La imaginación ofrece a la razón, en sus horas de duda, las soluciones que ésta en vano sin su ayuda busca. Es la hembra de la inteligencia, sin cuyo consorcio no hay nada fecundo”.
José Martí

miércoles, 2 de abril de 2014

Entre irreverentes monólogos

Marisol Correa


Por Leonardo Venta

Aquellos que nos hemos embriagado de profusos onomásticos, conocemos de cerca el ineludible efecto transformador de los años. Sin embargo, aparte del sigiloso arrollador desasosiego que padecemos a merced de relojes y calendarios, existe otra manifestación subjetiva del tiempo, inexplicablemente suspendida en éste, determinada por nuestra libertad y capacidad de sentir y sentirnos. Mi zambullida teatral del pasado sábado, tuvo algo de ambas experiencias.


Hube de enterarme en el invierno de 1996 del estreno en Nueva York de “Los monólogos de la vagina”, revolucionaria pieza teatral de la feminista Eve Ensler. Con el polémico vocablo ‘revolución’ estacado en mis sentidos, perdiendo pesadamente su calor de estrenos en la poco frecuentada estratósfera cultural que limita mis proscriptas provincianas espiraciones, hube de esperar 18 años por la llegada de los susodichos monólogos a Tampa. La prolongada espera quizá explique, entre otras razones, el deleitable lleno total de la sala  teatro del centenario Centro Asturiano.

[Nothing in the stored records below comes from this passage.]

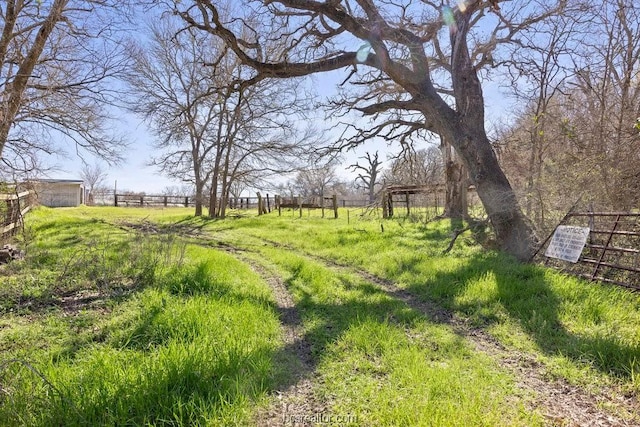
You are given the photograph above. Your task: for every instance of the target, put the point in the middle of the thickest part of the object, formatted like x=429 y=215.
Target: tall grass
x=191 y=342
x=102 y=325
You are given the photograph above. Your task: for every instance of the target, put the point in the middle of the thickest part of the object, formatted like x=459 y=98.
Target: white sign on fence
x=567 y=243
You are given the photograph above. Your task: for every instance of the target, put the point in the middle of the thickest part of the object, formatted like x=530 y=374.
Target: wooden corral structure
x=415 y=196
x=300 y=203
x=56 y=193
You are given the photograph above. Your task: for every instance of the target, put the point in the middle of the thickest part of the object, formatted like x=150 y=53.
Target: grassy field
x=152 y=317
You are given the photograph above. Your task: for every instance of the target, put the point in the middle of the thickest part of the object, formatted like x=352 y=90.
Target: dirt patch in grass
x=295 y=399
x=561 y=403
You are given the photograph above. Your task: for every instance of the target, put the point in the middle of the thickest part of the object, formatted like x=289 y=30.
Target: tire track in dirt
x=295 y=400
x=561 y=403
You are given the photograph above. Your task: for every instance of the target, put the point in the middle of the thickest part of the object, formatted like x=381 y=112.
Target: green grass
x=184 y=343
x=106 y=325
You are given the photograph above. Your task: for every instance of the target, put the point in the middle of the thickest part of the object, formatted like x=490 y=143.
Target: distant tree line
x=223 y=87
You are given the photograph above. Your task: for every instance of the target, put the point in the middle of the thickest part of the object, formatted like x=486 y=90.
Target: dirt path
x=561 y=403
x=294 y=401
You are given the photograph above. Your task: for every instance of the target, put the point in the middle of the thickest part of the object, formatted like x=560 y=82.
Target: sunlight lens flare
x=363 y=52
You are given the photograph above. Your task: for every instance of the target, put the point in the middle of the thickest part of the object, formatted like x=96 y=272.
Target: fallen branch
x=457 y=232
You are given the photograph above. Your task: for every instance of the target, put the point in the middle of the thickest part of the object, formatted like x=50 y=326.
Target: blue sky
x=134 y=173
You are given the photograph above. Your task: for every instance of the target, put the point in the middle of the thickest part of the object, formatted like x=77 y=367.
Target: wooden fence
x=13 y=207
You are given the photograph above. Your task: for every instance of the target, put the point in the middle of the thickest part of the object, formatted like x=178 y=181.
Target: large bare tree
x=58 y=61
x=400 y=43
x=211 y=129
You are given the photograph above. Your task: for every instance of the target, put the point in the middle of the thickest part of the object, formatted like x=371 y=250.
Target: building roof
x=60 y=181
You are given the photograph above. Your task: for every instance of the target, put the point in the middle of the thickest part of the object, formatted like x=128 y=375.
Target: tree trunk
x=213 y=196
x=15 y=91
x=198 y=198
x=456 y=184
x=514 y=233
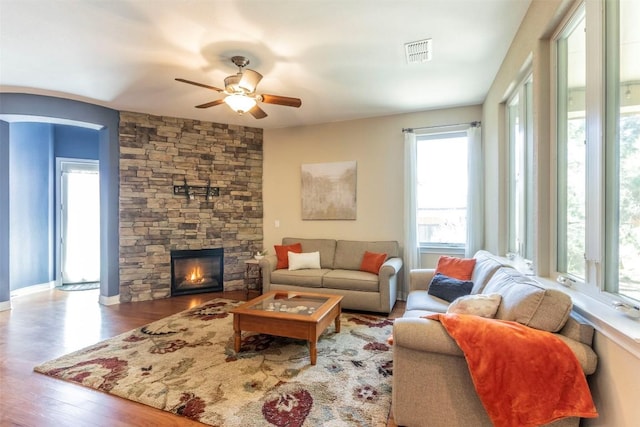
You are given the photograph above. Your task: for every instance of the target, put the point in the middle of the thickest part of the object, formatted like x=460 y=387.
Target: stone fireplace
x=197 y=271
x=156 y=155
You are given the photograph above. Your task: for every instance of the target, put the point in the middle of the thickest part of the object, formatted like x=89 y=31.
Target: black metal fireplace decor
x=196 y=271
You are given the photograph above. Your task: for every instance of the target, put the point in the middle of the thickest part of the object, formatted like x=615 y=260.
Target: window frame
x=601 y=123
x=519 y=105
x=436 y=133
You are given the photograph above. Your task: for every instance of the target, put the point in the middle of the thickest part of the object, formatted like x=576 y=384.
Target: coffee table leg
x=237 y=340
x=313 y=351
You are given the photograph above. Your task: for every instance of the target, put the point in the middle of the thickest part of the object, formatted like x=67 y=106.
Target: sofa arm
x=428 y=335
x=390 y=268
x=420 y=278
x=425 y=335
x=388 y=283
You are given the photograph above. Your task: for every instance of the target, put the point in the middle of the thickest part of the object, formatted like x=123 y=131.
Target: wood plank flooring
x=51 y=323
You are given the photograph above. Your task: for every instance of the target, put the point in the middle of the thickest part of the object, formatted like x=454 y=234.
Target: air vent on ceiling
x=418 y=52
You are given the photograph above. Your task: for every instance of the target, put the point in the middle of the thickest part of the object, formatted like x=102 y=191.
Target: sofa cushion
x=353 y=280
x=528 y=302
x=478 y=305
x=457 y=268
x=326 y=247
x=349 y=253
x=304 y=260
x=448 y=288
x=282 y=252
x=486 y=266
x=311 y=278
x=371 y=262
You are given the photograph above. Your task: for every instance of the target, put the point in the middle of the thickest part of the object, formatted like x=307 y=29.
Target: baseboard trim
x=33 y=289
x=109 y=300
x=5 y=305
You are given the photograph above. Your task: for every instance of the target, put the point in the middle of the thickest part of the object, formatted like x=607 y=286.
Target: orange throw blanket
x=523 y=376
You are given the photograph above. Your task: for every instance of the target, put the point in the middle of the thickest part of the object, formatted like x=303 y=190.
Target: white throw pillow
x=303 y=260
x=478 y=304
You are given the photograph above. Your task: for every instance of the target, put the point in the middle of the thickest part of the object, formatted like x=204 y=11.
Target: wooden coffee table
x=299 y=315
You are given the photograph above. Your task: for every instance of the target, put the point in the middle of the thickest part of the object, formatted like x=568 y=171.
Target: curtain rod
x=472 y=124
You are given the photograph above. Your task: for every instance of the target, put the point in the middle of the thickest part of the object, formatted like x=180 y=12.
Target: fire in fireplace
x=196 y=271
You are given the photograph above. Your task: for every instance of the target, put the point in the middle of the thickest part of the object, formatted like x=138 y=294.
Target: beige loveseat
x=340 y=274
x=432 y=385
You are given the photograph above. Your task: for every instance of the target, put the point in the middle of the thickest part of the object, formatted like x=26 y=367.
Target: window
x=520 y=122
x=442 y=189
x=598 y=148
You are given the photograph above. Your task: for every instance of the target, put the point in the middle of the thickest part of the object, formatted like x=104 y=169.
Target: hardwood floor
x=48 y=324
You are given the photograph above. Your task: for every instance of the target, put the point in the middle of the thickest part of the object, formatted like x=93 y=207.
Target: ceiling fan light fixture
x=240 y=103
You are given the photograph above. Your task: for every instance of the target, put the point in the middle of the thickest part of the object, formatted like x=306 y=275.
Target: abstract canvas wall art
x=329 y=191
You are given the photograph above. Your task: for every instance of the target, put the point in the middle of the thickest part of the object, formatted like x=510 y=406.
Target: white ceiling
x=343 y=58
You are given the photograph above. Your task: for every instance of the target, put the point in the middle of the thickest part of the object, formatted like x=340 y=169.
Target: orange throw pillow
x=458 y=268
x=282 y=252
x=372 y=262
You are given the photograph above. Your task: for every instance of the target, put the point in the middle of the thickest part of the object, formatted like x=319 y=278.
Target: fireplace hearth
x=197 y=271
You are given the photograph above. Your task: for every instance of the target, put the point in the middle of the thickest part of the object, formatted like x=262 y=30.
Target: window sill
x=621 y=329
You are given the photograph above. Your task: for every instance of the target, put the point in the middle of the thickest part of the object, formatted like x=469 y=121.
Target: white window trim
x=433 y=133
x=596 y=306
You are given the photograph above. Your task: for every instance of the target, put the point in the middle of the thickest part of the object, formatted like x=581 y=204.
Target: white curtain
x=475 y=192
x=411 y=250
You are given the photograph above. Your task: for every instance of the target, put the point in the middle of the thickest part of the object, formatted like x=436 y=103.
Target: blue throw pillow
x=448 y=288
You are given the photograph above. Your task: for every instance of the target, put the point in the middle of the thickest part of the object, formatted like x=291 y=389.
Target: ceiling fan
x=240 y=91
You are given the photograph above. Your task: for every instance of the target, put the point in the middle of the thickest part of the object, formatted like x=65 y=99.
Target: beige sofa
x=431 y=382
x=340 y=273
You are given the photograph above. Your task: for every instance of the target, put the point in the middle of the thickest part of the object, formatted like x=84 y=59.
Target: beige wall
x=375 y=144
x=616 y=383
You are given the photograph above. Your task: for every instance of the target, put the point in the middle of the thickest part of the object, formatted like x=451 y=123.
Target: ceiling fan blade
x=258 y=112
x=282 y=100
x=211 y=104
x=200 y=84
x=250 y=80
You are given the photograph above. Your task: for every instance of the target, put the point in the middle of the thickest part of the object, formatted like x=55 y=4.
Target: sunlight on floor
x=83 y=319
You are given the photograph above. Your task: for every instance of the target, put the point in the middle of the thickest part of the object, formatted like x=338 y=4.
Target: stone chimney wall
x=157 y=153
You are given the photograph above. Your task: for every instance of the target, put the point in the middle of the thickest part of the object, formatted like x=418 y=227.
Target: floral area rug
x=185 y=364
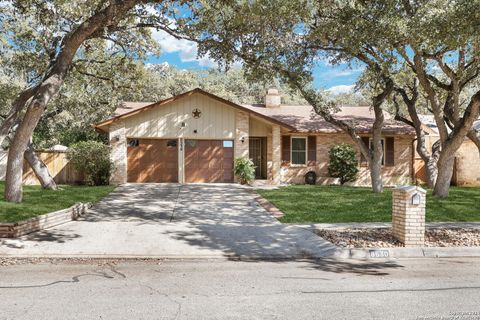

Y como de esperas se trataba, desde mi butaca – que prologaba un áspero silente monólogo/diálogo con mi trasero –, me transpolaba a la descripción que hace Émile Zola en su novela Naná del impaciente bullicioso público que aguardaba por largo tiempo la salida a escena de la voluptuosa protagonista de su narración. El espectáculo del 22 de marzo de 2014, anunciado para las 8:30 p.m., tuvo algo de esa deliciosa espera, para algunos, e irritante demora, para otros. Comenzó pasadas las nueve de la noche.

Una pegajosa música dictó el comienzo de la obra; mientras, resguardado en la opacidad escénica, yo descorría inconscientemente mis etiquetadas emociones. Alba Roversi, Marisol Correa y Judith González se transformaron en soberanas de la soirée. Resguardaban sus cómplices libretos en atriles, mientras sentadas, y a veces de pie, parecían rivalizar y armonizar entre ellas capacidades histriónicas que recorrían los oscuros rincones de la sexualidad femenina – a mi juicio, los momentos más acertados de la obra –, mientras,  en un irreverente afán por arrancar carcajadas, daban la impresión de tropezar de vez en cuando con la vulgaridad; si bien, el sentir solidario y emancipador de la propuesta escénica y sus excelentes actuaciones exoneraron un poco los impelidos embates de la tosquedad.

Bajo la dirección del venezolano Manuel Mendoza, su compatriota Roversi, que exhibe una valiosa trayectoria artística; la colombiana Correa, en mi opinión, lo mejor de la velada; y la cubana González, célebre por su personificación de “Magdalena la pelua”, se desdoblaron en numerosas caracterizaciones testimoniales para reflejar el resultado de decenas de entrevistas realizadas por Ensler a féminas de todas las edades y estratos sociales. La obra abanicó un discurso feminista, con todas sus consabidas connotaciones, el cual fundía acontecimientos adversos con otros deleitables, valiéndose, a su vez, de un humor que no entiende de dogmas, mucho menos de comportamientos desvinculados del sentir popular en cada una de sus más genuinas manifestaciones.

Evaluando la risa – un objetivo que perseguía y logró prolijamente la experiencia del 22 de marzo –, entendiéndola como máscara de problemáticas existenciales esenciales, la obra fue una franca invitación a la hilaridad reflexiva. Se mofaba de la realidad, la desnudaba,  al funcionar como un dispositivo social purificador que establecía un productivo diálogo – no monólogo – para otorgarle una nueva textura, táctil, olfativa, digerible, a la  tramoya escénica.

La deshabitada escenografía y la atmósfera literalmente sombría, conjuraban la necesidad protagónica del lenguaje como elemento de denuncia, estimulando el genuino efecto catártico, fúlgido, de la pieza teatral, en su función de desenmascarar las apariencias, la hipocresía, los tabúes sociales; al mismo tiempo que desmaquillaba la ancestralmente pintorreteada identidad  femenina para devolverle su desbetunado y maniatado lustre.